Geoffrey Loeffler geoffrey at alaska.net
Fri Nov 17 02:06:54 PST 2006


On Oct 28, 2006, at 8:31 PM, Nick Scalise wrote:

> On Oct 28, 2006, at 8:47 PM, nk wrote:
>
>> I am planning to stay put with respect to my Mac hardware,  
>> software and OS.
>
> Do you mean like the folks that are still on OS 9?

OS 9 is now 7 year old and still runs everything just fine, except  
the web browser maybe getting unusable due to lack of upgrades. But  
unless your high end graphics, video, movie or music editor. That is  
probably  90% of the average computer user who do email, surfing and  
keeping photos. How much power do you really need. These machines  
already are way over powered then the average user needs, the  
software companies just keep building bloatware to take more space  
and to take more e RAM but what can you really do that you can't on 9  
or could have done if Apple kept  support for a browser.

Al products are built to become self obsolete, so you and  all the  
others just keep  buying blazing speed, more powerful. I wrote a  
legal brief on a Mac 512 in MacWrite, how could I possibly  have done  
it any faster on the most powerful computer today. I can only type so  
fast. That was system 6 and it worked just fine. I have a G3 6100 run  
24/7 does everything my Pismo's do, which does everything my 1.2 Ghz  
iBooks do, which does everything my 1.67Ghz G4 PB does.

>  get a new machine, these days just laptops, every 4-5 years.
>
> i like to get the max amount of time out of any purchase.
>
> i'll probably upgrade to 10.5 next year so i have it on both my  
> Ti500 and my Alum1.5, but that's about it

Good plan I think, I am sure the computer as we know it will change  
to something else by 5 years anyway and when the big commercial  
people move in, we will lose a lot of the little places like this and  
posts that do not meet the guidelines will not be allowed.

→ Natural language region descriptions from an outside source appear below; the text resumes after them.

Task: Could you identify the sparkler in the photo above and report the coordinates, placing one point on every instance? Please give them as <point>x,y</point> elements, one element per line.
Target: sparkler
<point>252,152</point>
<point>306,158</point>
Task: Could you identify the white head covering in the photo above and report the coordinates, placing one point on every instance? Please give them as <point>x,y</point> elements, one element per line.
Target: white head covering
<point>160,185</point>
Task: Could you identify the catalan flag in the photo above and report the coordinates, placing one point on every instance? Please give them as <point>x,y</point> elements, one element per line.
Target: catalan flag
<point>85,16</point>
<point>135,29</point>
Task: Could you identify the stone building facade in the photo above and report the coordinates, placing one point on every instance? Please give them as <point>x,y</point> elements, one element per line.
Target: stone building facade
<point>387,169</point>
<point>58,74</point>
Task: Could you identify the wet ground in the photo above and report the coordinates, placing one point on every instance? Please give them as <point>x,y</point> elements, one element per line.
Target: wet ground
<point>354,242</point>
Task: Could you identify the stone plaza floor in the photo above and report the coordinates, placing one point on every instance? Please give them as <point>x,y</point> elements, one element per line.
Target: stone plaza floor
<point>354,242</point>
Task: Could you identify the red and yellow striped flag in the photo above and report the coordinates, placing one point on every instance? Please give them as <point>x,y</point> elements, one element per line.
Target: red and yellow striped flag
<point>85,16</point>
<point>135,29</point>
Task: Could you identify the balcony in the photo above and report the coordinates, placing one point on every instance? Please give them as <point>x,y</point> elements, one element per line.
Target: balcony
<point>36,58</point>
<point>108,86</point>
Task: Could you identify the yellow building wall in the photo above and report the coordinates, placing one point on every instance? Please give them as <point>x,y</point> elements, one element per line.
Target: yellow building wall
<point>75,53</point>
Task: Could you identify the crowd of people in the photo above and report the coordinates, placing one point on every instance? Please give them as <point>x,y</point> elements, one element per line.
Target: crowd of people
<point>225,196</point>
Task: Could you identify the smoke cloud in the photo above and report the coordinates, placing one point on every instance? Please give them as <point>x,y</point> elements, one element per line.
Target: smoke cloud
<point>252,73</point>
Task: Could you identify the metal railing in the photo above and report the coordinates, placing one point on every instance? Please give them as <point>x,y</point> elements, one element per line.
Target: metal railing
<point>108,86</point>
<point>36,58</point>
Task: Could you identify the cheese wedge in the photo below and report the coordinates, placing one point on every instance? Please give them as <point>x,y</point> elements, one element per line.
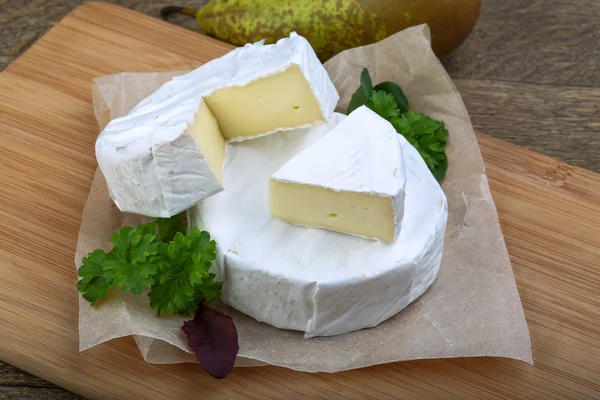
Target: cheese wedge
<point>167,154</point>
<point>351,181</point>
<point>317,281</point>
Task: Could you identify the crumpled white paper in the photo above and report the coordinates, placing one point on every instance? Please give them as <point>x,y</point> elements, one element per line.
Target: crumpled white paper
<point>473,309</point>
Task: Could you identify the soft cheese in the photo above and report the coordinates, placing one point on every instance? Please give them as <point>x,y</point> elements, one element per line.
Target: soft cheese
<point>167,154</point>
<point>351,181</point>
<point>315,280</point>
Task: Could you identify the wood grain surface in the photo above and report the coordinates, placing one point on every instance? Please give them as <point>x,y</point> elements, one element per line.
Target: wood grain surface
<point>549,212</point>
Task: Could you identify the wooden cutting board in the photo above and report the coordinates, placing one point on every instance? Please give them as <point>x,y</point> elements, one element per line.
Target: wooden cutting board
<point>549,211</point>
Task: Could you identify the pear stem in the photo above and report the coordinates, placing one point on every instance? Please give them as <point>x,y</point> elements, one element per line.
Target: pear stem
<point>167,11</point>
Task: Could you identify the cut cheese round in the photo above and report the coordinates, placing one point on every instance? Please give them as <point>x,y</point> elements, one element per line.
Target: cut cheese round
<point>167,154</point>
<point>317,281</point>
<point>350,181</point>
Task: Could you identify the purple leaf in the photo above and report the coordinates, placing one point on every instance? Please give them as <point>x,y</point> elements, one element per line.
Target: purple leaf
<point>213,338</point>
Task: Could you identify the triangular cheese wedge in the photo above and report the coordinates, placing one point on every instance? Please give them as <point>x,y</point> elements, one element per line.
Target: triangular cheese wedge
<point>351,181</point>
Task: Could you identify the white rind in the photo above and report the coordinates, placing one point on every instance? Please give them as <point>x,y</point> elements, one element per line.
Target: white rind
<point>151,163</point>
<point>317,281</point>
<point>362,154</point>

> You can look at history.
>
> Look at the people who stayed with 68K machines in the early '90s,  
> rather
> than moving to the Power PC architeture.
The 68's  still work, depending on what the need is plus the software  
that was thousands is pennies on the dollar, same for the early PPC  
and it does what was so "blazing " just 5 years ago.

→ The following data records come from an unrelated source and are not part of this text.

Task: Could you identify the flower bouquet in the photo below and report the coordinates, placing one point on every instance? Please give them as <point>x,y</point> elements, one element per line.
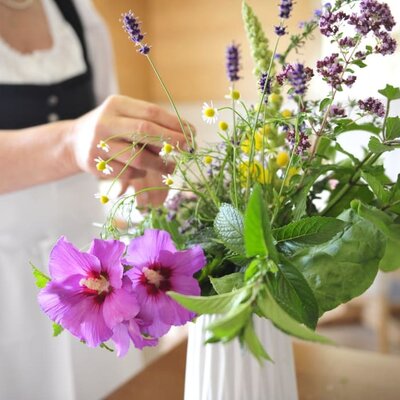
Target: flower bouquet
<point>267,222</point>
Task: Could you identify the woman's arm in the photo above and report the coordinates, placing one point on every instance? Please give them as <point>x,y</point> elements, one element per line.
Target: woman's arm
<point>50,152</point>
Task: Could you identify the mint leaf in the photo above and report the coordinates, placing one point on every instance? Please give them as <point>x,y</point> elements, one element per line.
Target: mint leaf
<point>375,146</point>
<point>257,227</point>
<point>293,294</point>
<point>390,92</point>
<point>228,283</point>
<point>218,304</point>
<point>228,225</point>
<point>312,230</point>
<point>41,279</point>
<point>392,128</point>
<point>270,309</point>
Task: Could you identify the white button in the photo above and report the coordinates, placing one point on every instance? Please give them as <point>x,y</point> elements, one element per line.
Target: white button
<point>52,100</point>
<point>53,117</point>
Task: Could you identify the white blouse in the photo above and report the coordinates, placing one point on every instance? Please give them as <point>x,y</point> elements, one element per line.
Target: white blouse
<point>62,61</point>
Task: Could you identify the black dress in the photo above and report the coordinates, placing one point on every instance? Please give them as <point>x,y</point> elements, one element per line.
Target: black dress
<point>24,105</point>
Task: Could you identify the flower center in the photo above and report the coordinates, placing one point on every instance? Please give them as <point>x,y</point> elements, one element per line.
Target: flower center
<point>99,285</point>
<point>153,277</point>
<point>209,112</point>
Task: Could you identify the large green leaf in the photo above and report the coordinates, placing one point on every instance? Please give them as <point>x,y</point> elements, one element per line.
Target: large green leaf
<point>257,227</point>
<point>392,128</point>
<point>344,267</point>
<point>228,283</point>
<point>312,230</point>
<point>218,304</point>
<point>270,309</point>
<point>293,294</point>
<point>229,227</point>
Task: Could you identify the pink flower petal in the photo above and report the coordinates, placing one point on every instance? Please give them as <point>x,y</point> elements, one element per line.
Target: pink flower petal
<point>66,260</point>
<point>144,250</point>
<point>109,252</point>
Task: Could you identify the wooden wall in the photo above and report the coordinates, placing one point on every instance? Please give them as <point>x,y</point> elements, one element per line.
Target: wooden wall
<point>188,39</point>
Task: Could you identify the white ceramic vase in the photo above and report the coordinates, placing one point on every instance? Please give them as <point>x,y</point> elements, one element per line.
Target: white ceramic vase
<point>228,372</point>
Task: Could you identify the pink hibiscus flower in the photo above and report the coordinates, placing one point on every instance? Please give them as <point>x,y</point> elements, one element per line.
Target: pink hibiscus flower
<point>85,294</point>
<point>157,268</point>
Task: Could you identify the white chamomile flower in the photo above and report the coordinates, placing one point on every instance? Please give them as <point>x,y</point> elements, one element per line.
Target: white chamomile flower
<point>103,146</point>
<point>166,150</point>
<point>233,94</point>
<point>103,166</point>
<point>209,113</point>
<point>104,199</point>
<point>168,180</point>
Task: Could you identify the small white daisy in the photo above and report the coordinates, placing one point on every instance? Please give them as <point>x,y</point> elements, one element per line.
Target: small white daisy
<point>102,198</point>
<point>209,113</point>
<point>103,146</point>
<point>168,180</point>
<point>166,150</point>
<point>103,166</point>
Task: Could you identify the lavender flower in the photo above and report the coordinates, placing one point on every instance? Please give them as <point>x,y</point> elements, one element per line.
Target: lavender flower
<point>280,30</point>
<point>232,62</point>
<point>297,75</point>
<point>131,25</point>
<point>331,69</point>
<point>285,8</point>
<point>157,268</point>
<point>374,106</point>
<point>303,142</point>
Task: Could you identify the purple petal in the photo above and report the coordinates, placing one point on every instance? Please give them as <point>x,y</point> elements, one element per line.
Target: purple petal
<point>121,339</point>
<point>66,260</point>
<point>185,262</point>
<point>144,250</point>
<point>185,285</point>
<point>119,305</point>
<point>137,338</point>
<point>109,252</point>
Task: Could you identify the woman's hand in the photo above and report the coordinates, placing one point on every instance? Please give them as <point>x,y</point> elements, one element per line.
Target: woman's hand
<point>119,121</point>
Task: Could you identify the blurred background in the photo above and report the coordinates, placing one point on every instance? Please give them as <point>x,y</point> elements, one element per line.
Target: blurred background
<point>188,40</point>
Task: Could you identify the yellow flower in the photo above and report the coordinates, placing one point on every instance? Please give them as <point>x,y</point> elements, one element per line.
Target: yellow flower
<point>207,160</point>
<point>291,173</point>
<point>282,159</point>
<point>286,113</point>
<point>223,126</point>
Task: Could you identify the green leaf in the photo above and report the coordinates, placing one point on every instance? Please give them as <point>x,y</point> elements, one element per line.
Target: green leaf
<point>390,92</point>
<point>377,147</point>
<point>57,329</point>
<point>379,190</point>
<point>270,309</point>
<point>218,304</point>
<point>344,267</point>
<point>230,325</point>
<point>253,343</point>
<point>257,227</point>
<point>311,230</point>
<point>392,128</point>
<point>293,294</point>
<point>228,283</point>
<point>41,279</point>
<point>390,260</point>
<point>228,225</point>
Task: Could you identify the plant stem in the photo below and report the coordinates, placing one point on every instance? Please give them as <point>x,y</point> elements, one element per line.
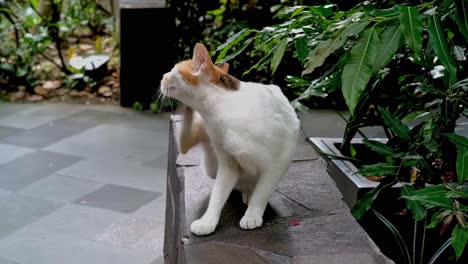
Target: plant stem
<point>51,60</point>
<point>415,232</point>
<point>423,240</point>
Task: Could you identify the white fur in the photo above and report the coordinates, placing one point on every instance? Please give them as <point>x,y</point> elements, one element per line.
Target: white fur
<point>253,132</point>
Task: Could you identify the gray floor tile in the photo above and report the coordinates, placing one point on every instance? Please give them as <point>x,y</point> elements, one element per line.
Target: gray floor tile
<point>76,221</point>
<point>4,194</point>
<point>156,209</point>
<point>158,260</point>
<point>114,141</point>
<point>62,188</point>
<point>23,171</point>
<point>59,129</point>
<point>118,171</point>
<point>135,232</point>
<point>36,248</point>
<point>38,115</point>
<point>47,134</point>
<point>11,152</point>
<point>146,121</point>
<point>4,261</point>
<point>159,162</point>
<point>7,109</point>
<point>118,198</point>
<point>19,210</point>
<point>9,131</point>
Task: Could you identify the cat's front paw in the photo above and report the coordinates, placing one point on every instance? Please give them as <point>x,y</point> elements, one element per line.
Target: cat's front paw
<point>251,222</point>
<point>202,227</point>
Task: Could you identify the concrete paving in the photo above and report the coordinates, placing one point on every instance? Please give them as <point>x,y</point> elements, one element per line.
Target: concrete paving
<point>81,184</point>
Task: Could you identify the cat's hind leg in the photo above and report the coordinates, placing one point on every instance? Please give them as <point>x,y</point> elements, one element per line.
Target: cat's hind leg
<point>209,161</point>
<point>226,179</point>
<point>258,201</point>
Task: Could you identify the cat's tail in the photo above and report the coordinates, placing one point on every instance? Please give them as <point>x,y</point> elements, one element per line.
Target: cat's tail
<point>192,131</point>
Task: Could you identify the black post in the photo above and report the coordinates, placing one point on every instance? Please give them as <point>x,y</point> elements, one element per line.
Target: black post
<point>147,48</point>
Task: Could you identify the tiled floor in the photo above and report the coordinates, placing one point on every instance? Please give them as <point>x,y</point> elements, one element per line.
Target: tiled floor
<point>81,184</point>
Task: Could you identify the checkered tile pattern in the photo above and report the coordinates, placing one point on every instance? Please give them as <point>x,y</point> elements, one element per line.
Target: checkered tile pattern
<point>81,184</point>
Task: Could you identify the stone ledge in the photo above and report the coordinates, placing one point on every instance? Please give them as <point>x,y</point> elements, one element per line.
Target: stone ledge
<point>305,222</point>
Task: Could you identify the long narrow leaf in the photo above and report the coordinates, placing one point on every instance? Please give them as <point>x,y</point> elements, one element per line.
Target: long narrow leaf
<point>235,53</point>
<point>231,42</point>
<point>378,169</point>
<point>317,56</point>
<point>401,243</point>
<point>301,48</point>
<point>438,42</point>
<point>462,165</point>
<point>417,210</point>
<point>358,69</point>
<point>412,26</point>
<point>378,147</point>
<point>462,16</point>
<point>365,203</point>
<point>278,55</point>
<point>431,201</point>
<point>459,141</point>
<point>390,42</point>
<point>440,251</point>
<point>459,239</point>
<point>394,124</point>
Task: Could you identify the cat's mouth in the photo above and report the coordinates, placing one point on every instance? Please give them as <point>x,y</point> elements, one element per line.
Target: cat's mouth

> look at the people who stayed with OS 9 rather than moving to OS X.
I put a partition of X from the first release just to see how it  
would go and to have some fun, I was disappointed at 10.2.8 I  
actually stopped using X for a year and went fully back to 9

I was for the first time disappointed in Apple.  3 years of crashing  
programs ,limited program function,  when we were promised a full  
ready to go operating system, updates that messed up everything, lost  
data and promises not fulfilled.. Not until 10.3 did  OS X really  
become stable .4 has been wonderful and .5 well that could be  
interesting .  We are now going to be running some Intel and some  
PPC. I may wait a few months. Usually wait 1 or 2 anyways to let the  
beta testers get the bugs out.   The whole point is you buy what you  
need and use what meets your requirements. I could have typed the  
legal brief on the G4 but the Mac 512 did just fine and I did not  
notice the difference;  between the blazing speed of the 1985   512 ,  
advertised when the Mac 512 was King or the G4 when it was King for a  
day.  Typing that legal brief was not different.

> Sooner or later, you will have no choice.

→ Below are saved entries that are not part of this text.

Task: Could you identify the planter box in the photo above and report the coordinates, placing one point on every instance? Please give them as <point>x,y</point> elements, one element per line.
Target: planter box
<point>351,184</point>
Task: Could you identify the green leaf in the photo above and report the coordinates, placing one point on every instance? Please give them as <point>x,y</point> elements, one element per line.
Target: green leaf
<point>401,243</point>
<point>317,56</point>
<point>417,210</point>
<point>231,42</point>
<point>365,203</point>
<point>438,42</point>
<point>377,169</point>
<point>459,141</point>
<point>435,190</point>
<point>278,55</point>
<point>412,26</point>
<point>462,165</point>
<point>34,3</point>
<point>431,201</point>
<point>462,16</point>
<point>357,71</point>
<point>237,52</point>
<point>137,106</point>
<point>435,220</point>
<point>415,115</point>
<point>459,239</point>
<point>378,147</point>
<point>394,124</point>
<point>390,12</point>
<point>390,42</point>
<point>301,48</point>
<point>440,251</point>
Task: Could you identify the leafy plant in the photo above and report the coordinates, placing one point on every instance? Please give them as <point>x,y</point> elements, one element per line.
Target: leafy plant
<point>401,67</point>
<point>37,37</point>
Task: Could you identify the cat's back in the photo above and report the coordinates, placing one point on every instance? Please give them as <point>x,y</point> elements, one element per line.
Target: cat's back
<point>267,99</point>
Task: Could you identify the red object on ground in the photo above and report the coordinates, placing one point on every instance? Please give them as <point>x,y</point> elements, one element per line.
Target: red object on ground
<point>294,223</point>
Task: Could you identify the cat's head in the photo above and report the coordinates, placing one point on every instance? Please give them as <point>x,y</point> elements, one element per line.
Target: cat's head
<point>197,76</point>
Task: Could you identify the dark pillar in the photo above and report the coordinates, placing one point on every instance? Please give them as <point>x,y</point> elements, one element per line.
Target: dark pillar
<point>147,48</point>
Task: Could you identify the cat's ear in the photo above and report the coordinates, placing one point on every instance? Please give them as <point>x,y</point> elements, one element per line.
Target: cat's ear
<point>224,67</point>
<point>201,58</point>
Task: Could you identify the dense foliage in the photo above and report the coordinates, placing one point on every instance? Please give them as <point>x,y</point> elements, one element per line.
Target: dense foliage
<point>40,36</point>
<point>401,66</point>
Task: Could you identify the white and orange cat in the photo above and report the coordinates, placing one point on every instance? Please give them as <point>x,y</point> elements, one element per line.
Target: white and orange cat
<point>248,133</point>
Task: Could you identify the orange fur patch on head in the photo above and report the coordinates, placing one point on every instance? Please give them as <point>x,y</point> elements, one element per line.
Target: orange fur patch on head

Only if he need is required, otherwise for the average person these  
computers are way over powered. But like any business Apple needs to  
push units. I must say they do a better job then most at putting  
cutting edge tech on them

  What would be really nice is to develop a way to use this power in  
a much easier way then paging through a Manual a foot thick looking  
for how to make the software run. That is where the technology has  
really lagged and kept the average user from utilizing easily, all  
the power at their hands. The only real leap has been the audio  
visual and that has been pushed because it makes money for computer  
makers.

I am with Nick, I have no desire to run to Intel as that has it's  
problems and I think everything I have will do fine for as long as  
possible and as long as some support remains.